Niska: Mr. Reynolds? You died, Mr. Reynolds. Mal: Seemed like the thing to do.

'War Stories'


Natter 62: The 62nd Natter  

Off-topic discussion. Wanna talk about corsets, duct tape, or physics? This is the place. Detailed discussion of any current-season TV must be whitefonted.


Gudanov - Dec 30, 2008 10:44:39 am PST #8599 of 10002
Coding and Sleeping

We had the half day trade school thing too, but when I was in school, only one or two people who weren't in special education went to trade school, so even if it looked interesting, no one wanted to go.

It was more popular at my school, it may be a regional thing.

Gud, I think trade jobs are in demand. I know in my neighborhood - there are only 2 plumbers that get recommended and both are older guys - neither has young apprentices that I've ever seen and it can take weeks to get on their schedule...

The market isn't seem over saturated here either, but the last time we've needed a plumber or HVAC guy we've been able to get somebody the same day.


msbelle - Dec 30, 2008 10:57:16 am PST #8600 of 10002
I remember the crazy days. 500 posts an hour. Nubmer! Natgbsb

I'm totally serious, probably to start in the spring. But it really is paint stripping.


Jesse - Dec 30, 2008 10:58:52 am PST #8601 of 10002
Sometimes I trip on how happy we could be.

I will totally ask her!


tommyrot - Dec 30, 2008 11:05:40 am PST #8602 of 10002
Sir, it's not an offence to let your cat eat your bacon. Okay? And we don't arrest cats, I'm very sorry.
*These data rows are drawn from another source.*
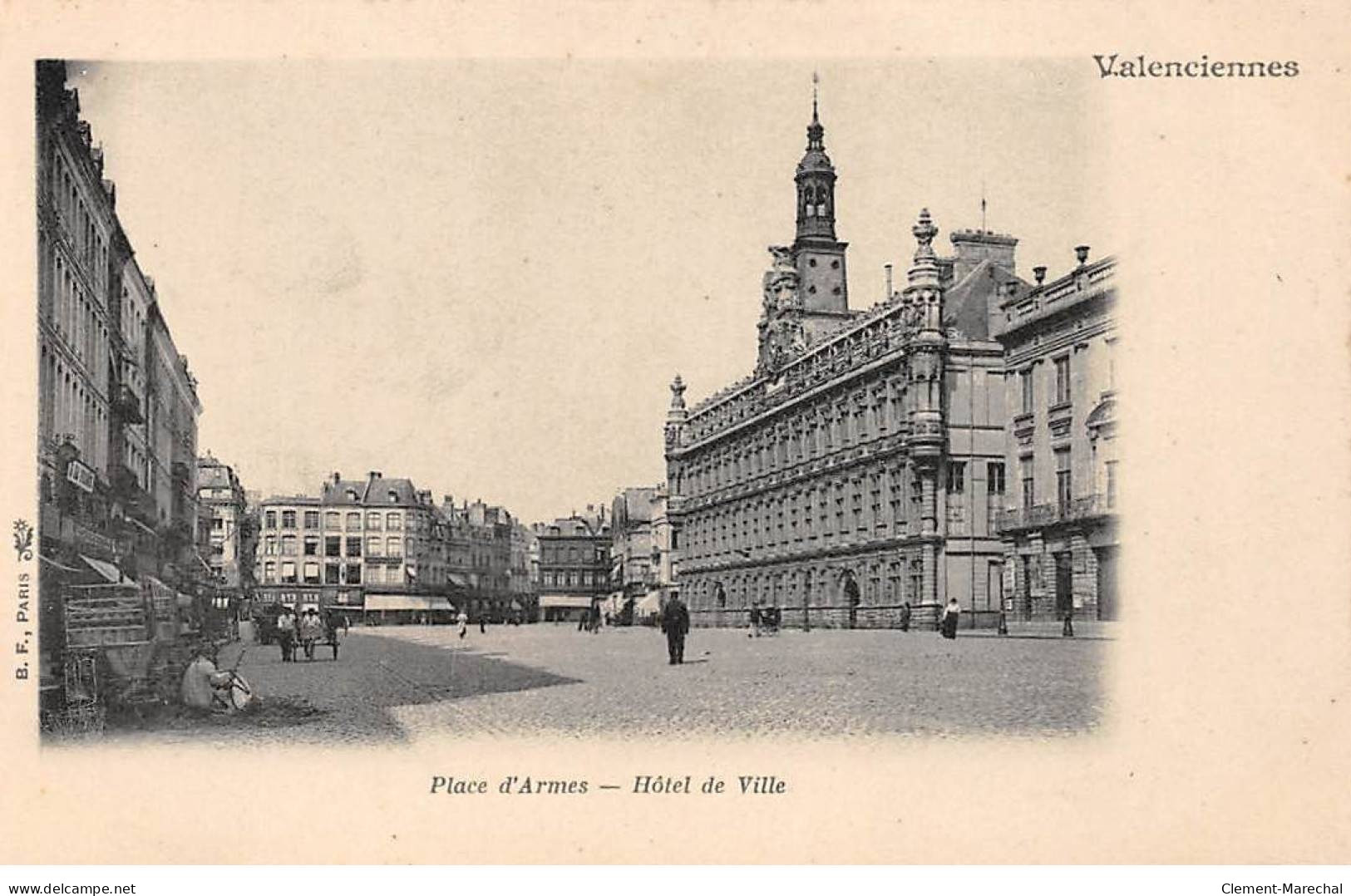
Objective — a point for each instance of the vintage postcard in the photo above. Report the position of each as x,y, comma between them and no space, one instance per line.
757,433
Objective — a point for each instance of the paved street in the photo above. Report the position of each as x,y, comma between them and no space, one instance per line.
411,682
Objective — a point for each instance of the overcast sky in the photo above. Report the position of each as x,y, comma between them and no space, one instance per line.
484,274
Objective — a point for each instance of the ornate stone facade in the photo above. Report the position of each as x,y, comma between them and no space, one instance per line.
1059,531
851,472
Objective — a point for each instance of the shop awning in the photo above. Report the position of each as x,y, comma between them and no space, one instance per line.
407,602
157,588
565,602
107,570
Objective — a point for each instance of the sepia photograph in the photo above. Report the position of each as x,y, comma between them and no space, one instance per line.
317,466
754,434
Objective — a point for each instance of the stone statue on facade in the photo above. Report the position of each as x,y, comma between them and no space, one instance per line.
782,282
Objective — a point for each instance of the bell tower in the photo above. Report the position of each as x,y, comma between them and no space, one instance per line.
819,257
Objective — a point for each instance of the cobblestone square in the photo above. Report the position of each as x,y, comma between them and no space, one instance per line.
406,682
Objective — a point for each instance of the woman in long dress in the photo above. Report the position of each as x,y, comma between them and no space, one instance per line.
951,613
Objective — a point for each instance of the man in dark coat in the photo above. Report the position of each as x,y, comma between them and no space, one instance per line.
676,624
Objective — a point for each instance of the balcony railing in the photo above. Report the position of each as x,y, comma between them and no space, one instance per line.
1039,515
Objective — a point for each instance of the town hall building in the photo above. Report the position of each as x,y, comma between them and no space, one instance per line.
862,465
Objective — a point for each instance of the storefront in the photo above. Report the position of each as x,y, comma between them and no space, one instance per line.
408,608
564,607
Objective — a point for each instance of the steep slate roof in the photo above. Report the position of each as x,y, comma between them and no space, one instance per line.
371,491
968,303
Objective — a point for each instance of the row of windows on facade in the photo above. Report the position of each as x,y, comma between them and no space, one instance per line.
573,578
1061,382
811,434
573,554
825,362
880,584
76,220
315,574
762,524
1065,480
334,519
69,406
337,545
77,319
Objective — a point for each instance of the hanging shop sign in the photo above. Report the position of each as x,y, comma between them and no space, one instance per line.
80,475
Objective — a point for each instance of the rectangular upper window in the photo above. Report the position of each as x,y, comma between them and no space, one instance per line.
1063,380
955,477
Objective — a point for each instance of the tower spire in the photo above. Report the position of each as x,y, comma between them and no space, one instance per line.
815,131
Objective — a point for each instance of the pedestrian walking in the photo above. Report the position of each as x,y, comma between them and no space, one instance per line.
951,615
676,624
287,634
311,630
Toto smart toilet now checks body temperature and a whole lot more

Toilets are now getting even more sophisticated. Going way beyond that car wash for your butt we tried out with considerable delight, this brainy crapper is an update of Toto's 2005 "intelligence toilet." This one measures urine temperature, accurately notifying women of the exact time of their peak fertility — and rest of us, well, how hot we really are.

The Toto intelligent toilet was already mind boggling, with its ability to analyze blood sugar levels, body weight and fat percentage, and there's even a blood pressure cuff. Once you've gone through that mini-physical, the results are wirelessly sent to your PC, where you can plot all your personal stats on graphs and charts.

We like that Kohler bidet toilet seat with its effective deodorization, cleansing water jets and blow dryer, but maybe this Toto info-toilet has gone too far. It reminds us of the late billionaire Howard Hughes saving his urine in jars, all lined up on shelves and sorted by date. Too much information.


Connie Neil - Dec 30, 2008 11:17:41 am PST #8603 of 10002
brillig

intelligence toilet

I prefer not to crap on things with intelligence.


msbelle - Dec 30, 2008 11:23:23 am PST #8604 of 10002
I remember the crazy days. 500 posts an hour. Nubmer! Natgbsb

I have borrowed the services of our color printer and mac now has a "less good than store bought, but better than nothing" 2009 Pokemon calendar.

I am looking at Las Vegas real estate and am tempted to draw up plans for a 5-10 family cooperation to buy one for vacations and rental.


DavidS - Dec 30, 2008 11:46:10 am PST #8605 of 10002
"Look, son, if it's good enough for Shirley Bassey, it's good enough for you."

I prefer not to crap on things with intelligence.

One of the many ways in which you are not Chuck Berry.


tommyrot - Dec 30, 2008 11:48:42 am PST #8606 of 10002
Sir, it's not an offence to let your cat eat your bacon. Okay? And we don't arrest cats, I'm very sorry.

Was it Chuck Berry who installed a secret camera in his toilet so he could get videos of his guests' defecations?

And why does Firefox accept 'defecation' as being spelled correctly, but not the plural?


DavidS - Dec 30, 2008 11:52:09 am PST #8607 of 10002
"Look, son, if it's good enough for Shirley Bassey, it's good enough for you."

Was it Chuck Berry who installed a secret camera in his toilet so he could get videos of his guests' defecations?

I don't know about the camera, but he was the anti-Terence Howard.


Jesse - Dec 30, 2008 11:53:00 am PST #8608 of 10002
Sometimes I trip on how happy we could be.

See, this is part of why Cadillac Records was unstatisfying -- hardly any Chuck Berry, and NOTHING about poo.